Ce n’est que dans les derniers jours de décembre de cette année qu’il va recevoir enfin l’ordre de revenir à Londres, et son procès ne commencera qu’en janvier 1815. Le haut commandement s’excusera d’ailleurs des délais indus pour le démarrage de cette procédure, au départ prévus pour que ses juges soient d’anciens généraux de l’armée principale en Péninsule, sous Sir Lowry Cole (président).

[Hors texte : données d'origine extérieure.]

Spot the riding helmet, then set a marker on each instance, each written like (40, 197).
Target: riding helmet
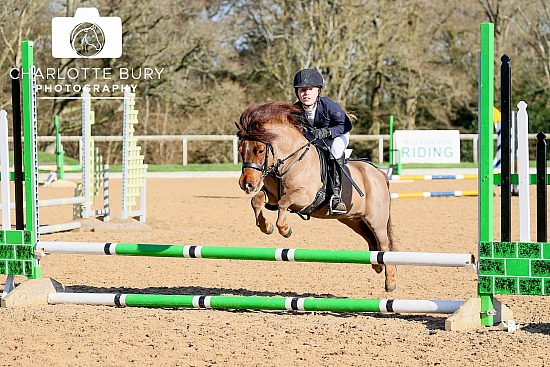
(308, 78)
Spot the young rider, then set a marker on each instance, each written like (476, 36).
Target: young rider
(330, 124)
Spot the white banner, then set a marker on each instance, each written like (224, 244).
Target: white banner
(428, 146)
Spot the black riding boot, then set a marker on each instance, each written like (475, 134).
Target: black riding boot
(337, 204)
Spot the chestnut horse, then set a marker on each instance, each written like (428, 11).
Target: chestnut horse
(283, 168)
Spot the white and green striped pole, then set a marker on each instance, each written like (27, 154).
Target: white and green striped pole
(257, 303)
(265, 254)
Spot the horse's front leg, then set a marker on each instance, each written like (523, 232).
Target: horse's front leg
(257, 202)
(284, 228)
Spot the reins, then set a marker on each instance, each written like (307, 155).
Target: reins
(274, 168)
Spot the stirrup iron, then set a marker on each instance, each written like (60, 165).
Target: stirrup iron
(334, 211)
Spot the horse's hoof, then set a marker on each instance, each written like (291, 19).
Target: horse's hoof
(391, 287)
(288, 233)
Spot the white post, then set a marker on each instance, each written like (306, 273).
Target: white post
(184, 153)
(475, 147)
(235, 150)
(381, 149)
(5, 162)
(523, 163)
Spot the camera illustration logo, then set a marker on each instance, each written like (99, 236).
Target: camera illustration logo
(86, 35)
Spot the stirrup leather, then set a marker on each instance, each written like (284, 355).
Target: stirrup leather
(334, 210)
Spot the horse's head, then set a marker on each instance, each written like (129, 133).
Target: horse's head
(259, 127)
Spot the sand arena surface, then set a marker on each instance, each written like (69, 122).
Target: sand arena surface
(216, 212)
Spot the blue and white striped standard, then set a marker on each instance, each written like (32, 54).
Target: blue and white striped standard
(265, 254)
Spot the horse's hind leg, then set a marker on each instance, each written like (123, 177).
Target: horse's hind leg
(364, 231)
(257, 201)
(379, 240)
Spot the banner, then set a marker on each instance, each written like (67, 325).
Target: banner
(428, 146)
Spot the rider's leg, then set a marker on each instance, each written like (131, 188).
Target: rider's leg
(337, 204)
(337, 147)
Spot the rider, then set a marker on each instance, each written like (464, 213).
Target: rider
(330, 124)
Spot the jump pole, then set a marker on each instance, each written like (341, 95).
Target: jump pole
(257, 303)
(263, 254)
(433, 194)
(432, 177)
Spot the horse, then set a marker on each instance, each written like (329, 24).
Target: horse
(282, 168)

Le conflit avec les États-unis ne permettra pas cette composition, et, à l’exception de Lord Paget, aucun de ses juges n’aura eu la moindre expérience du conflit espagnol (voire même d’un conflit quelconque).

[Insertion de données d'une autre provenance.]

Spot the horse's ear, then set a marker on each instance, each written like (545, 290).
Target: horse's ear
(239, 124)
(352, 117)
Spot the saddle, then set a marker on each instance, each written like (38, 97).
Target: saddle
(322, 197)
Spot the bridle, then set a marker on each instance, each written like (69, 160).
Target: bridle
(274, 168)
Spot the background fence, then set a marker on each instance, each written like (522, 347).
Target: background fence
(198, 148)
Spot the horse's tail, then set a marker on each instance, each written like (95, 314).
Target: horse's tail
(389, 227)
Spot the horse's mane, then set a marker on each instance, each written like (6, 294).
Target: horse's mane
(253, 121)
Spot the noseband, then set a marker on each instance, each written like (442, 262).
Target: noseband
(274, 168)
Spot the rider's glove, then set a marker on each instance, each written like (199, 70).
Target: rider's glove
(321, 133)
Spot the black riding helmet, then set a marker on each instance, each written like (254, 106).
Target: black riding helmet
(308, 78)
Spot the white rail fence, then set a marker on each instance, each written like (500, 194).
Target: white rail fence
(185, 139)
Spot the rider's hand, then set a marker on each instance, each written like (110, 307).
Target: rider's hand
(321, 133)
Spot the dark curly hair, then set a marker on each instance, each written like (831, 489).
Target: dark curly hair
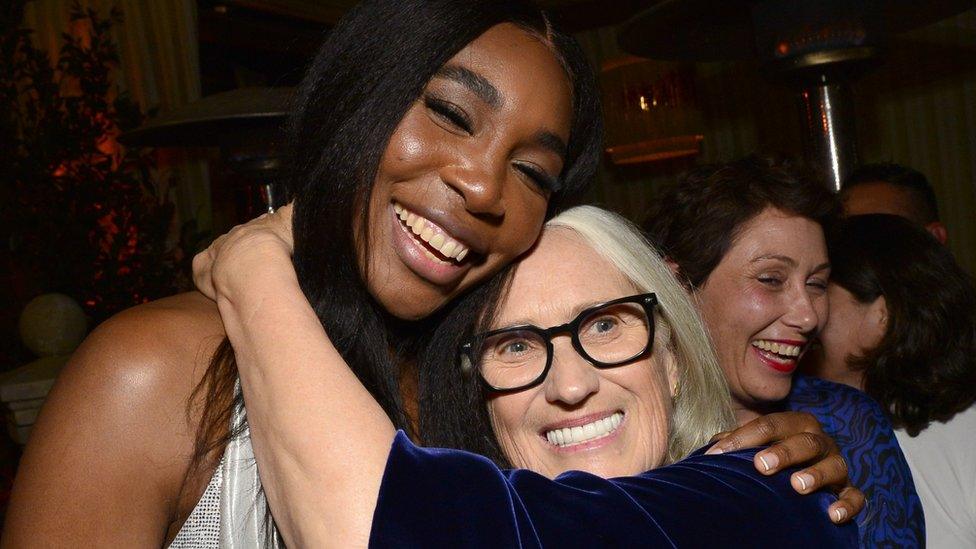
(922, 196)
(695, 221)
(924, 369)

Autre problème, durant le procès, si les témoignages des subordonnés de l’Armée d’Alicante et l’amiral Halliwell seront entendus, personne ne sera appelé du côté espagnol, et seules quelques lettres choisies feront partie du dossier.

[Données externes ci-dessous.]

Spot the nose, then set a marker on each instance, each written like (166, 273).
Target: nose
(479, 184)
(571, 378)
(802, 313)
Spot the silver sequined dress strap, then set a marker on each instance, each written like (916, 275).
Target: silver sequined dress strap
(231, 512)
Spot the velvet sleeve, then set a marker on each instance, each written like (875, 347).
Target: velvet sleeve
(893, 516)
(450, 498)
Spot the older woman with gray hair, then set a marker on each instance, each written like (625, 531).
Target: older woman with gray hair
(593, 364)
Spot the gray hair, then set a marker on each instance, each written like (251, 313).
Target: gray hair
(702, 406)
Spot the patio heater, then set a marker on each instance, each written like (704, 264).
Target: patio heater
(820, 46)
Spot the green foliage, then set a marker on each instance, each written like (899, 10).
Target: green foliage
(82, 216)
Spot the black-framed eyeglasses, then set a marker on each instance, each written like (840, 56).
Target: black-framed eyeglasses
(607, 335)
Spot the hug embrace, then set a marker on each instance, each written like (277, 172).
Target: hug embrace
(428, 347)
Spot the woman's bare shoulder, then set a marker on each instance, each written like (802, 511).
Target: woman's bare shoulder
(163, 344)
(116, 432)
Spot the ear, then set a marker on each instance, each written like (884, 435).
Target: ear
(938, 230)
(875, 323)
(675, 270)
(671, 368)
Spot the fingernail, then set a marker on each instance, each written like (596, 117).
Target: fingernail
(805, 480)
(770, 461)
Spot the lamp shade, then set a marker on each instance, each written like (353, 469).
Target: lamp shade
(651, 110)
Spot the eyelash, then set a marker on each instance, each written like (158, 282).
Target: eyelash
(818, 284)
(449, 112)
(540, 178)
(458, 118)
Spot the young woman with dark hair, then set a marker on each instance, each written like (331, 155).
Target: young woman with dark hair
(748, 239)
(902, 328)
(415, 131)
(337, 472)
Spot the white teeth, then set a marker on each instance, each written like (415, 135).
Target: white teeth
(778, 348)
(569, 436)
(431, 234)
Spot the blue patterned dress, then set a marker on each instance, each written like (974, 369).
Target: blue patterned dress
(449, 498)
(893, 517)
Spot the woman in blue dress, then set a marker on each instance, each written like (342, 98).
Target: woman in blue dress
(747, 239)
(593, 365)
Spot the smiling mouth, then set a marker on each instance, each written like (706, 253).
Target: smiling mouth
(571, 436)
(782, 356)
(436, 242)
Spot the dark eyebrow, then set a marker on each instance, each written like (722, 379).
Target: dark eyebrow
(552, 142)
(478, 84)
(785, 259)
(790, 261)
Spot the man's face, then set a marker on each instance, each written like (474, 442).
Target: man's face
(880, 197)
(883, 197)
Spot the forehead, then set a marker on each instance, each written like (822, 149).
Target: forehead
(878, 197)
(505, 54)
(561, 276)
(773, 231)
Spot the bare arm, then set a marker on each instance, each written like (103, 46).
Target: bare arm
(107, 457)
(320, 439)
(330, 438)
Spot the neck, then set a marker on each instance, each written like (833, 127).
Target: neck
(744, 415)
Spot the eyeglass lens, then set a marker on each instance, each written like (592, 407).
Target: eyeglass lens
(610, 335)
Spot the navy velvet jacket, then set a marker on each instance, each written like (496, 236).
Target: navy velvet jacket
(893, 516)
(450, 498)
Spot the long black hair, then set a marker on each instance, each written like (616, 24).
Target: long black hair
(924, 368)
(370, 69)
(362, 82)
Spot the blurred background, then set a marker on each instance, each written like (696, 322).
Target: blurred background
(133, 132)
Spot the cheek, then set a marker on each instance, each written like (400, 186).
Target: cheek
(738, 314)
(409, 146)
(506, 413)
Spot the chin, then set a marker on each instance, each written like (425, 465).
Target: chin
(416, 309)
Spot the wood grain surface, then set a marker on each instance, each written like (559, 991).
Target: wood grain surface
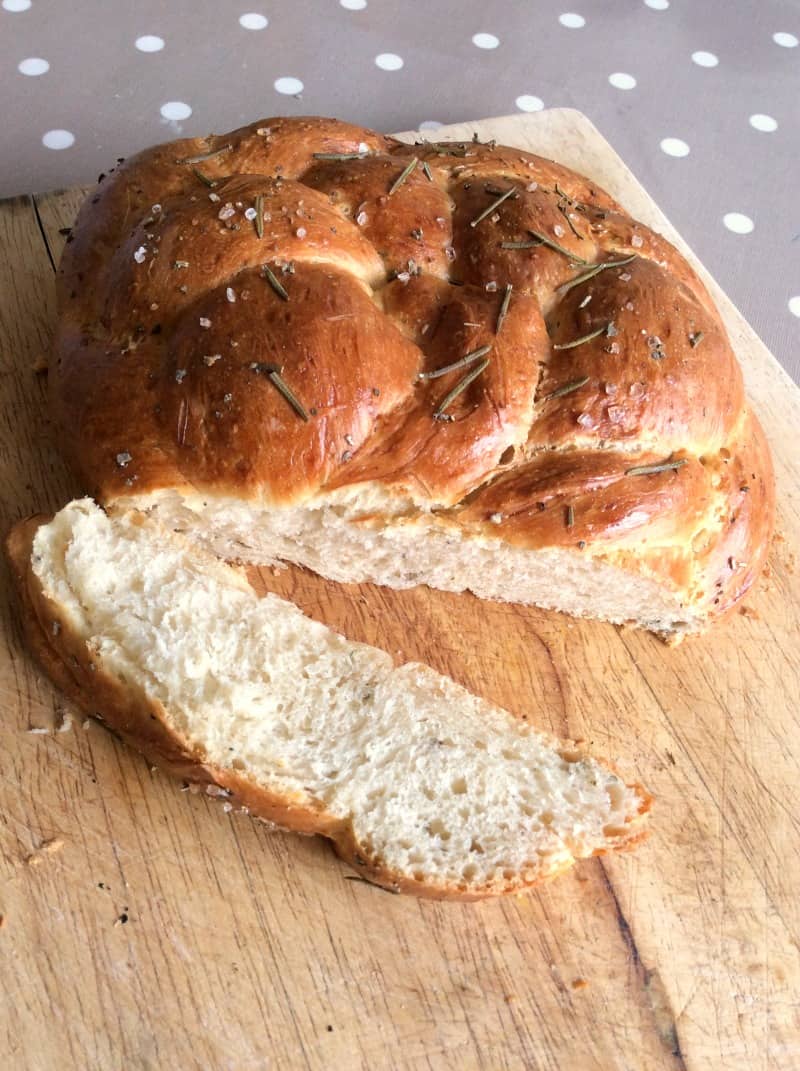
(145, 928)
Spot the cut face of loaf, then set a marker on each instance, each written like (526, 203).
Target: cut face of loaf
(421, 785)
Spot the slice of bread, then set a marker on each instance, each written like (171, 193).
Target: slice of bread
(422, 786)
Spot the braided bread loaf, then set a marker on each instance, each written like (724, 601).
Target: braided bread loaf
(454, 364)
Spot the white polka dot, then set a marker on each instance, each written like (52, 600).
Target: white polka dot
(621, 80)
(738, 223)
(33, 65)
(764, 123)
(675, 147)
(58, 139)
(149, 43)
(388, 61)
(288, 86)
(705, 59)
(176, 110)
(253, 20)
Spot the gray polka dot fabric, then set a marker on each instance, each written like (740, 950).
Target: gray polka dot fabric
(702, 100)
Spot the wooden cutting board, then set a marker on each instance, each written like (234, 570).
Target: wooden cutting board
(145, 928)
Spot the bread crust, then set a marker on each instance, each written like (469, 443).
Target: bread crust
(141, 723)
(159, 381)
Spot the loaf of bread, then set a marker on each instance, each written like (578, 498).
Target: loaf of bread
(456, 364)
(423, 787)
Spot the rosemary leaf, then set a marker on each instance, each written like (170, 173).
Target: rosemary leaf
(503, 307)
(274, 283)
(594, 270)
(574, 385)
(404, 175)
(495, 204)
(558, 249)
(583, 338)
(204, 178)
(470, 358)
(340, 155)
(660, 467)
(273, 374)
(205, 155)
(461, 386)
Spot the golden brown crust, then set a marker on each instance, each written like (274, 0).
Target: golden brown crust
(141, 723)
(168, 322)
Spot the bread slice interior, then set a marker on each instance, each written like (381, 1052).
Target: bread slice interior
(422, 785)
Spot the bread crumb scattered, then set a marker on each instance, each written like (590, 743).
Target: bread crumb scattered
(46, 848)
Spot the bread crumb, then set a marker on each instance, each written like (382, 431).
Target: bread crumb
(45, 848)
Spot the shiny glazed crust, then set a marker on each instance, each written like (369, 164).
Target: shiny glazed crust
(170, 330)
(141, 723)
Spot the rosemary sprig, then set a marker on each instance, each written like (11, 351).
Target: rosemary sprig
(558, 249)
(594, 270)
(204, 178)
(273, 373)
(404, 175)
(439, 413)
(583, 338)
(574, 385)
(340, 155)
(204, 155)
(470, 358)
(495, 204)
(274, 282)
(503, 307)
(660, 467)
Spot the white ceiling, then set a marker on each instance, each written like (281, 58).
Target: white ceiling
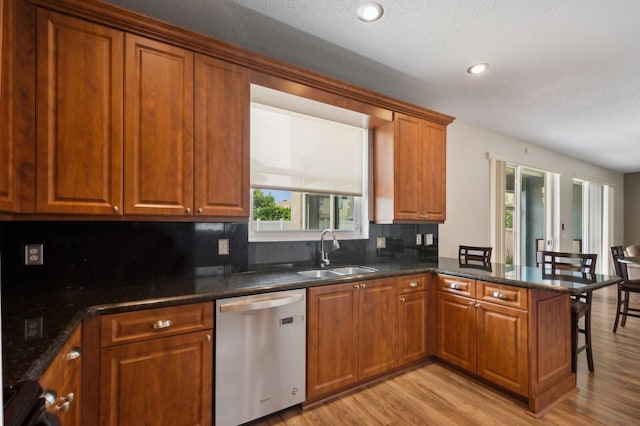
(564, 74)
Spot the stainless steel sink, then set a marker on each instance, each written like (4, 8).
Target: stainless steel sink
(318, 273)
(353, 270)
(337, 272)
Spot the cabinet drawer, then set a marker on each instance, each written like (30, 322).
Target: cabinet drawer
(151, 323)
(457, 285)
(412, 283)
(503, 295)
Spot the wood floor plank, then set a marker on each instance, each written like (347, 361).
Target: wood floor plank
(437, 395)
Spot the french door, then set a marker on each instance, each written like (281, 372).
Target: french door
(530, 208)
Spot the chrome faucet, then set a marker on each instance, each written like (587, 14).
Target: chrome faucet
(324, 255)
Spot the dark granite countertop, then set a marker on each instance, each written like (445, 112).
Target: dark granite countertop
(62, 310)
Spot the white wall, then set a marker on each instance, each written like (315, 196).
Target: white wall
(631, 209)
(469, 180)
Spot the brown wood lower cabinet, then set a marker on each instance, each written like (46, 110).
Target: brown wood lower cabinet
(156, 367)
(61, 381)
(484, 338)
(516, 338)
(351, 334)
(413, 319)
(165, 381)
(361, 330)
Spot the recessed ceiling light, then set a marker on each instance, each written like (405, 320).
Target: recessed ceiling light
(370, 12)
(478, 68)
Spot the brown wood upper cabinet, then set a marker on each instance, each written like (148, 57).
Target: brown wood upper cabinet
(158, 128)
(175, 143)
(79, 120)
(222, 105)
(410, 171)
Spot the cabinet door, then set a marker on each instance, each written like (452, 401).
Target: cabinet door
(158, 128)
(7, 149)
(413, 326)
(79, 125)
(457, 330)
(408, 168)
(221, 138)
(63, 377)
(502, 346)
(378, 335)
(332, 338)
(166, 381)
(434, 154)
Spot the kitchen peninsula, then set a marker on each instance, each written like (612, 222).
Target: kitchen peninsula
(547, 362)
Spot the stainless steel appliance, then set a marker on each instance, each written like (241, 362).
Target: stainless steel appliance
(260, 355)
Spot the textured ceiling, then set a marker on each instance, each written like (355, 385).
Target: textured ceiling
(564, 74)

L’amiral fera preuve d’un tel parti pris et de tels biais à l’encontre du général en chef, que Murray aura beau jeu de réduire ses arguments à de la mesquinerie, de l’esprit de corps et des préjugés sans fondement, ledit général, de son côté, mentant effrontément et falsifiant les dates, rejette tout ce qu’il peut sur ses alliés espagnols qui, étant absents, ne peuvent le confondre.
Tout cela fat que le procès se terminera par un acquittement du général sur la majorité des charges, la seule chose étant retenue sera une erreur de jugement au moment de la levée du siège de Tarragona, ayant entraîné la perte de canons et de matériel de siège.
Preuve que Murray ne voit vraiment rien de répréhensible dans sa conduite, il protestera sur l’iniquité du jugement, et cherchera vainement à faire attribuer à l’ensemble des participants au 2e Castalla une médaille d’or (donc à lui), mettant "sa" bataille au même niveau que Barrosa, essuyant un premier refus net et sans appel. Il cherchera ensuite, à la mort de Sir Edward Packenham, à être nommé à son siège de Knight Commander of the Bath (il y en a 36, et pas un de plus), puis profitant de la réforme de cet ordre en 1815, avoir au moins la distinction de Companion of the Bath, et la possibilité de porter le ruban rouge qui va avec, essuyant deux nouveaux refus humiliants.
Suite à cela, il est fort possible que ses amis hauts placés lui aient fait comprendre qu'il fallait se calmer un peu, et se satisfaire de son sort. (du genre "On t'a couvert dans tes erreurs, mais si tu continue à faire du bruit comme ça, les Amis de nos Amis pourraient bien ne plus être les tiens...).
En 1818 il est réélu aux communes pour Melcombes Regis, ce qui diminue un peu son acrimonie ; et à la réduction du 3rd West India regiment est nommé Colonel du 56th foot, sinécure qu'il gardera jusqu'à sa mort.
En 1825, Georges IV récompense enfin ses « services méritoires » en lui octroyant l’Ordre Guelphique qui, n’étant pas réservé aux anciens et actuels officiers, et ne devant son attribution qu’au bon vouloir du Prince, n’est pas tenu en haute estime en Angleterre (ce n'est pas du tout le cas au Hanovre, où elle a servi a récompenser de nombreux officiers, sous-officiers et soldats du rang méritoires de la KGL).
Cette distinction douteuse, et la façon dont il a été relativement épargné durant sa carrière militaire, semblent indiquer des soutiens politiques puissants dans l’entourage de l'ancien Prince-Régent et nouveau Roi.
Il meurt en 1827, dans un relatif anonymat lui aussi.